川崎市役所本庁舎の建て替え工事の事業者が決まらず、事業費等で38億円の支出増が見込まれている。近隣ビルへのテナント貸借料として毎月約7千万円が発生しており、市は入札条件を緩和するなど対策に着手。来庁者の利便性を早期に改善したいとしている。
市は今春、新庁舎建設の事業者を入札方式で公募。条件を満たす事業者が決まらなかったため、完成は少なくとも11カ月遅れる見込みとなった。建て替えに伴い、市は本庁舎での業務を、市が所有する既存の3棟と周辺の民間ビル8棟に部署を分散して対応。民間ビルの貸借料は、11カ月分で合計7億7千万円にのぼる。各部署の機能が分散されたことにより、職員の業務効率への影響や、来庁者への負担増が課題とされてきた。
建設コスト高騰
事業者が決まらなかった理由を、市は「オリンピック特需による建設コストの高騰や、(見積価格が高値のまま下がらない)高止まり、物件の特殊性が原因」と分析。設計を見直したが値上がりした工事費や消費増税分は補てんできず、工事費は当初予定から30億円増額。440億円を見込む。テナント貸借料を含めると、支出全般で約38億円増える見通しだ。

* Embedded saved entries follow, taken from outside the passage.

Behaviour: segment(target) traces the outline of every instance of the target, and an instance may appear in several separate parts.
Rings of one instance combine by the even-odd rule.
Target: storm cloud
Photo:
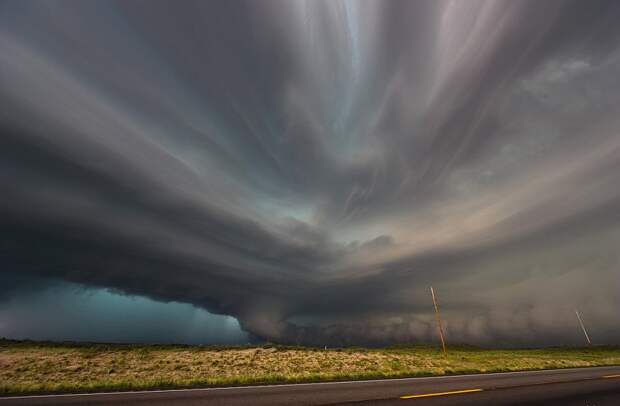
[[[61,280],[382,344],[434,339],[433,285],[452,342],[580,343],[575,308],[618,342],[619,19],[3,1],[0,300]]]

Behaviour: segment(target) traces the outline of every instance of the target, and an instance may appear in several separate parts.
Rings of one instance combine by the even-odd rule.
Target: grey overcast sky
[[[618,21],[1,0],[0,336],[619,343]]]

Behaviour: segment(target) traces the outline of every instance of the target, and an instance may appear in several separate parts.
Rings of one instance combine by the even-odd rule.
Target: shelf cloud
[[[0,3],[0,301],[48,280],[262,340],[620,330],[620,3]]]

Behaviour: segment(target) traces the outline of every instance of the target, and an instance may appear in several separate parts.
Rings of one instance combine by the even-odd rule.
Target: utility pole
[[[435,291],[431,286],[431,296],[433,296],[433,306],[435,306],[435,319],[437,320],[437,331],[439,331],[439,338],[441,339],[441,350],[444,355],[446,354],[446,341],[443,338],[443,326],[441,325],[441,316],[439,315],[439,305],[437,304],[437,299],[435,298]]]
[[[590,337],[588,337],[588,332],[586,331],[586,327],[583,325],[581,316],[579,315],[579,312],[576,309],[575,309],[575,314],[577,315],[577,320],[579,320],[579,325],[581,326],[581,329],[583,330],[583,335],[586,336],[586,341],[588,342],[588,345],[592,345],[592,341],[590,341]]]

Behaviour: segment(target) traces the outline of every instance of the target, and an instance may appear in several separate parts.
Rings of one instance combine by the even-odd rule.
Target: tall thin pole
[[[579,320],[579,325],[581,326],[581,329],[583,330],[583,335],[586,336],[586,341],[588,341],[588,345],[592,345],[592,341],[590,341],[590,337],[588,337],[588,332],[586,331],[586,327],[583,325],[583,321],[581,320],[581,316],[579,315],[579,312],[577,310],[575,310],[575,314],[577,315],[577,320]]]
[[[441,350],[446,353],[446,341],[443,338],[443,326],[441,325],[441,316],[439,315],[439,305],[435,298],[435,291],[431,286],[431,295],[433,296],[433,306],[435,306],[435,318],[437,319],[437,330],[439,331],[439,338],[441,338]]]

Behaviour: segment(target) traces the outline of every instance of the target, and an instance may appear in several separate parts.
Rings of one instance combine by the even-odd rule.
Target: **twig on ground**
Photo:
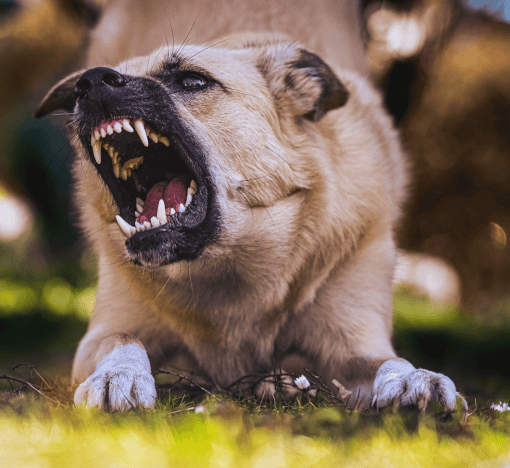
[[[53,403],[60,404],[59,401],[54,400],[53,398],[50,398],[48,395],[46,395],[37,385],[34,385],[27,380],[20,379],[18,377],[13,377],[11,375],[1,374],[0,380],[8,380],[8,381],[14,381],[19,382],[23,385],[26,385],[27,387],[31,388],[34,392],[39,393],[40,395],[44,396],[48,400],[52,401]]]

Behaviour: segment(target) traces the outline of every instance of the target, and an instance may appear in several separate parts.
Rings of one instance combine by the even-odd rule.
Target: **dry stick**
[[[35,392],[39,393],[40,395],[46,397],[48,400],[52,401],[53,403],[56,403],[57,405],[60,404],[59,401],[54,400],[53,398],[50,398],[48,395],[46,395],[44,392],[41,391],[37,385],[31,384],[30,382],[27,382],[26,380],[19,379],[18,377],[12,377],[10,375],[1,374],[0,380],[13,380],[14,382],[19,382],[23,385],[26,385],[27,387],[30,387]]]
[[[39,377],[39,378],[43,381],[44,385],[46,385],[46,386],[48,387],[48,389],[49,389],[49,390],[53,391],[53,389],[52,389],[52,388],[51,388],[51,386],[48,384],[48,382],[46,382],[46,380],[44,380],[44,377],[43,377],[41,374],[39,374],[39,372],[37,372],[37,369],[36,369],[36,368],[35,368],[32,364],[26,364],[26,363],[22,362],[21,364],[17,364],[17,365],[15,365],[15,366],[12,368],[12,370],[16,370],[18,367],[21,367],[21,366],[30,367],[30,369],[32,369],[32,370],[33,370],[33,371],[37,374],[37,377]]]
[[[335,402],[340,402],[340,403],[343,403],[342,400],[340,400],[339,398],[337,398],[333,392],[331,392],[331,390],[326,387],[326,385],[324,385],[322,383],[322,381],[319,379],[318,376],[312,374],[306,367],[303,367],[303,369],[305,370],[305,372],[309,375],[311,375],[313,377],[313,379],[317,382],[317,387],[320,388],[320,390],[322,390],[329,398],[331,398],[333,401]]]
[[[202,391],[204,391],[205,393],[207,393],[208,395],[212,395],[212,393],[205,389],[204,387],[202,387],[201,385],[197,384],[196,382],[193,382],[193,380],[189,379],[188,377],[186,377],[185,375],[181,375],[181,374],[177,374],[175,372],[171,372],[171,371],[164,371],[163,369],[158,369],[158,372],[161,373],[161,374],[168,374],[168,375],[174,375],[175,377],[180,377],[181,379],[185,379],[187,380],[188,382],[190,382],[191,384],[195,385],[196,387],[200,388]]]

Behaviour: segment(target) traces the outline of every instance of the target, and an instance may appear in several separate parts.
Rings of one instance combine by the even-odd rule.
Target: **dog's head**
[[[70,113],[82,164],[110,192],[102,221],[118,213],[129,259],[159,266],[197,258],[237,217],[309,188],[309,126],[347,98],[316,55],[244,38],[77,72],[36,116]]]

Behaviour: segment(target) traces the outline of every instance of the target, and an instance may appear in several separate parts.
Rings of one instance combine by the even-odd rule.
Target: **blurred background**
[[[94,306],[66,116],[32,115],[80,67],[103,3],[0,0],[0,374],[28,362],[68,375]],[[508,399],[510,0],[361,7],[369,69],[413,173],[398,233],[396,348],[467,396]]]

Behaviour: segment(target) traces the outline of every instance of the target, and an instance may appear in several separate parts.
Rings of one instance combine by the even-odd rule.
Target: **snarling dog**
[[[77,404],[152,407],[151,366],[178,352],[225,388],[278,348],[358,406],[454,409],[453,382],[391,345],[407,176],[362,77],[247,34],[77,72],[38,115],[56,109],[99,261]]]

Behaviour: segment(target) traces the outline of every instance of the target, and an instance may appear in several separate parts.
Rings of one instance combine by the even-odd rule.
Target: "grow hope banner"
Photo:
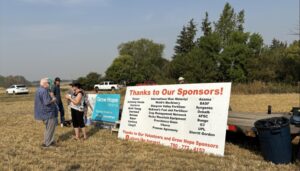
[[[119,120],[119,109],[120,94],[97,94],[92,120],[116,122]]]
[[[231,83],[127,87],[118,137],[223,156]]]

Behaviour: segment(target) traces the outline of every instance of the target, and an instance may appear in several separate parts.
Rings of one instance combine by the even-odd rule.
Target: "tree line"
[[[191,19],[178,35],[171,60],[163,58],[164,45],[152,40],[122,43],[105,78],[158,83],[174,83],[178,77],[190,83],[299,81],[300,41],[288,45],[273,39],[265,45],[259,33],[245,31],[244,21],[244,10],[235,12],[229,3],[218,21],[210,21],[207,12],[200,27]]]
[[[0,75],[0,87],[9,87],[13,84],[24,84],[24,85],[31,85],[30,81],[26,80],[23,76],[7,76],[4,77]]]

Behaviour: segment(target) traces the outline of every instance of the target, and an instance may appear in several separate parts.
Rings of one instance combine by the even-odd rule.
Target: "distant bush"
[[[252,83],[233,83],[232,93],[234,94],[262,94],[262,93],[298,93],[300,82],[288,83],[264,83],[254,81]]]
[[[102,81],[102,76],[96,72],[90,72],[85,77],[79,77],[77,81],[82,85],[84,90],[93,90],[94,85]]]
[[[16,76],[7,76],[7,77],[4,77],[4,76],[1,76],[0,75],[0,87],[4,87],[4,88],[7,88],[13,84],[25,84],[27,86],[31,85],[31,83],[25,79],[25,77],[23,76],[19,76],[19,75],[16,75]]]

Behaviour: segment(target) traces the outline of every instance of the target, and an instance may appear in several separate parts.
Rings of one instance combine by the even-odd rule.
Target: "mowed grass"
[[[264,112],[297,105],[297,94],[232,95],[235,111]],[[241,99],[242,98],[242,99]],[[255,99],[253,99],[255,98]],[[266,99],[271,99],[266,103]],[[34,94],[0,94],[0,170],[299,170],[300,164],[274,165],[258,151],[226,143],[218,157],[141,142],[119,140],[116,134],[88,127],[87,141],[72,140],[73,129],[57,127],[58,147],[42,149],[44,125],[33,119]],[[277,102],[278,100],[278,102]],[[282,103],[287,101],[286,103]],[[278,106],[278,107],[277,107]],[[257,108],[257,110],[255,110]],[[67,118],[70,115],[67,113]]]

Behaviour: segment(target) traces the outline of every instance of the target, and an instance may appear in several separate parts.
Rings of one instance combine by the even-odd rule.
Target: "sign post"
[[[223,156],[231,83],[128,87],[118,137]]]

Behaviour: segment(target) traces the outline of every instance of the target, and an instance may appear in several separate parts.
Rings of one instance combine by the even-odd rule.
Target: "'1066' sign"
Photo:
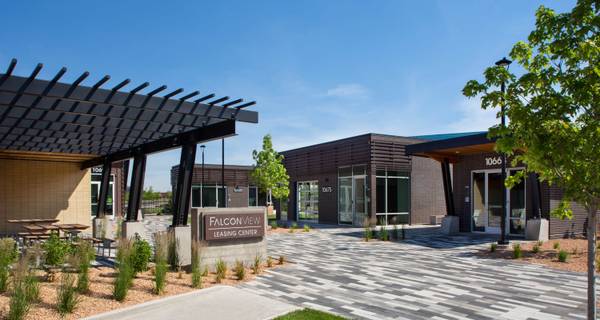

来年1月の再入札に向けて、市はJV(共同企業体)だけでなく単体企業も参入できるよう条件を緩和。リスク要因を減らそうと、着工前に地下解体工事を先行して進めている。市は「最短で来年3月末着工、23年3月末の完成を目指す」との方向性を示す。
新庁舎は地下2階、地上25階。当初は今年6月末に着工し、22年4月に完成する予定だった。